Ultimately, this book of short stories is about how our lives are stories and, sadly, all stories and lives end. This passage is at the end of one of the later stories in the book: "But what else could I do with all that? thinks Nell, wending her way back to her own house. All that anxiety and anger, those dubious good intentions, those tangled lives, that blood. I can tell about it or I can bury it. In the end, we'll all become stories. Or else we'll become entities. Maybe it's the same." In the final stories of the book, Atwood shows vividly the effects of aging on our life stories. The main male character in the book's stories has had a stroke and his daughter, the narrator of his final story, tries to read him a story, but for him, "Stories are no good, not even short ones, because by the time you get to the second page he's forgotten the beginning. Where are we without our plots?" Such a simple question, but if you equate plots with life, that simple question becomes extremely poignant. I think Atwood has explored a relatively new theme--loss of identity through aging--or maybe it's just one that I noticed more because of my father's recent passing and his condition for the last few years of his life. The last story in the book is so sad. A mother, bedridden, deaf in one hear, is in the final pages of her life story and all that remains of her younger self is some remnants of stories that she told her daughter. Her story is ending as the book is ending.

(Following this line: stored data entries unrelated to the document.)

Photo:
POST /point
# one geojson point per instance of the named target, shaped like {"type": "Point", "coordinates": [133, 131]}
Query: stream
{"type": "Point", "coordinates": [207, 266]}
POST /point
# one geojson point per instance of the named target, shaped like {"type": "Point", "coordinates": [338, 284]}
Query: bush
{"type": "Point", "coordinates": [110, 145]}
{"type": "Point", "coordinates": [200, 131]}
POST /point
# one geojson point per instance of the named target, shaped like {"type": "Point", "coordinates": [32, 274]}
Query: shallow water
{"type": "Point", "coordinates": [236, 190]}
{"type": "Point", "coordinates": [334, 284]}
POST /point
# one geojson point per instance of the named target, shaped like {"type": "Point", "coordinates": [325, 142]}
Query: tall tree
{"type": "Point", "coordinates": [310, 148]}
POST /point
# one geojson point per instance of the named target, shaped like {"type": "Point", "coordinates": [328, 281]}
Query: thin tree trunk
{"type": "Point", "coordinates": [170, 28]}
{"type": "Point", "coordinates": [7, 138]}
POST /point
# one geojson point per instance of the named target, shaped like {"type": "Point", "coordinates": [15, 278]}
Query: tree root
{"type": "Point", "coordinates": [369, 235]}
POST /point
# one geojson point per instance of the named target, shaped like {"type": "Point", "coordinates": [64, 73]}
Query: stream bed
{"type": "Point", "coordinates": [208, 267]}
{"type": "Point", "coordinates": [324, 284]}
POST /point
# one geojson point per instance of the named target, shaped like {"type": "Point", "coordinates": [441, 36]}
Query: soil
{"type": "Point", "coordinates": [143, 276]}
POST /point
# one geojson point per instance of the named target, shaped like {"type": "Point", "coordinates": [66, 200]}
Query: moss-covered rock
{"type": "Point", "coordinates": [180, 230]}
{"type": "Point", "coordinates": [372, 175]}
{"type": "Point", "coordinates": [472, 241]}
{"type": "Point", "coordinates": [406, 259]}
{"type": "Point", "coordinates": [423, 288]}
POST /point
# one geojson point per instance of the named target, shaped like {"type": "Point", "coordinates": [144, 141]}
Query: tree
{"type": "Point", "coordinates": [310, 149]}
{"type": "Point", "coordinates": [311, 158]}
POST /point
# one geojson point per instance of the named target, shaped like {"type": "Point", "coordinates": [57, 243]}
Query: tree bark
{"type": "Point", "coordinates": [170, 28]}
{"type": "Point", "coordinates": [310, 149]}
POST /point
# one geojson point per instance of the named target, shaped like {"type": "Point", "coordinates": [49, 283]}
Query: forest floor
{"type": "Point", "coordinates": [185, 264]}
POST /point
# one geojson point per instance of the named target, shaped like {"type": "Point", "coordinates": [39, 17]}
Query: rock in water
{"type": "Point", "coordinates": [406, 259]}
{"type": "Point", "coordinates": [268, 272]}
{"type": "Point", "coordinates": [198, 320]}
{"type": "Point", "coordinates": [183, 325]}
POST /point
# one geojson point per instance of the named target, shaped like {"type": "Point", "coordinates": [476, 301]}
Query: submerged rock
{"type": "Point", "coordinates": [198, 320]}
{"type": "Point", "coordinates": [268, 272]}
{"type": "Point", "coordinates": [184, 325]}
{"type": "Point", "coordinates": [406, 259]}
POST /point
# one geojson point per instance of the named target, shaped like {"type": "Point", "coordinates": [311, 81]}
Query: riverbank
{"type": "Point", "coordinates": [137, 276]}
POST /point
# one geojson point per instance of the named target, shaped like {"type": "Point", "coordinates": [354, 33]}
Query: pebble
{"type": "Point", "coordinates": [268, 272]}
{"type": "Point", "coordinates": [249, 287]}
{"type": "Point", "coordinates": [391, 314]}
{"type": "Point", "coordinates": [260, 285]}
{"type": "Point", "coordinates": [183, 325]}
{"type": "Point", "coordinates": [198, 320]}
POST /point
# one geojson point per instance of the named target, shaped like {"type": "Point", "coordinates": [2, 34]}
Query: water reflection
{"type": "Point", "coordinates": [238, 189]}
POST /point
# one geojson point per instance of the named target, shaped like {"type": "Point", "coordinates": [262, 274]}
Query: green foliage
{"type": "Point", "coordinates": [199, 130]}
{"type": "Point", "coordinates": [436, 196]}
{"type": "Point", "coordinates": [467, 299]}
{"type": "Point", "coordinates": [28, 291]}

Some miscellaneous passages that I liked:
- In one of the early stories, the main character, a young girl, said, "We read detective stories and bought women's magazines, which we leafed through in order to rearrange ourselves, though only in theory." In this sentence, Atwood has definitely captured the appeal of women's magazines.
- "She'd been in love, a state of being she thought of as wiping the mind clean of any of the soothsaying abilities or even ordinary common sense it might otherwise have had." I just love Atwood's humor, especially when it bites perfectly.
- In one of the later stories, Atwood introduces Lillie, a real estate agent who seems to become a mother figure to her customers. The narrator of one story shares this about the way Lillie thinks: "Dead was not an absolute concept to her. Some people were more dead than others, and finally it was a matter of opinion who was dead and who was alive, so it was best not to discuss such a thing." Lillie is very much alive in this page. She is a great character!
Hopefully, I will be able to finish at least two other books on my Winter Stacks Challenge list. My grad school courses started this week, so I probably have no chance of getting all five done, but I will try.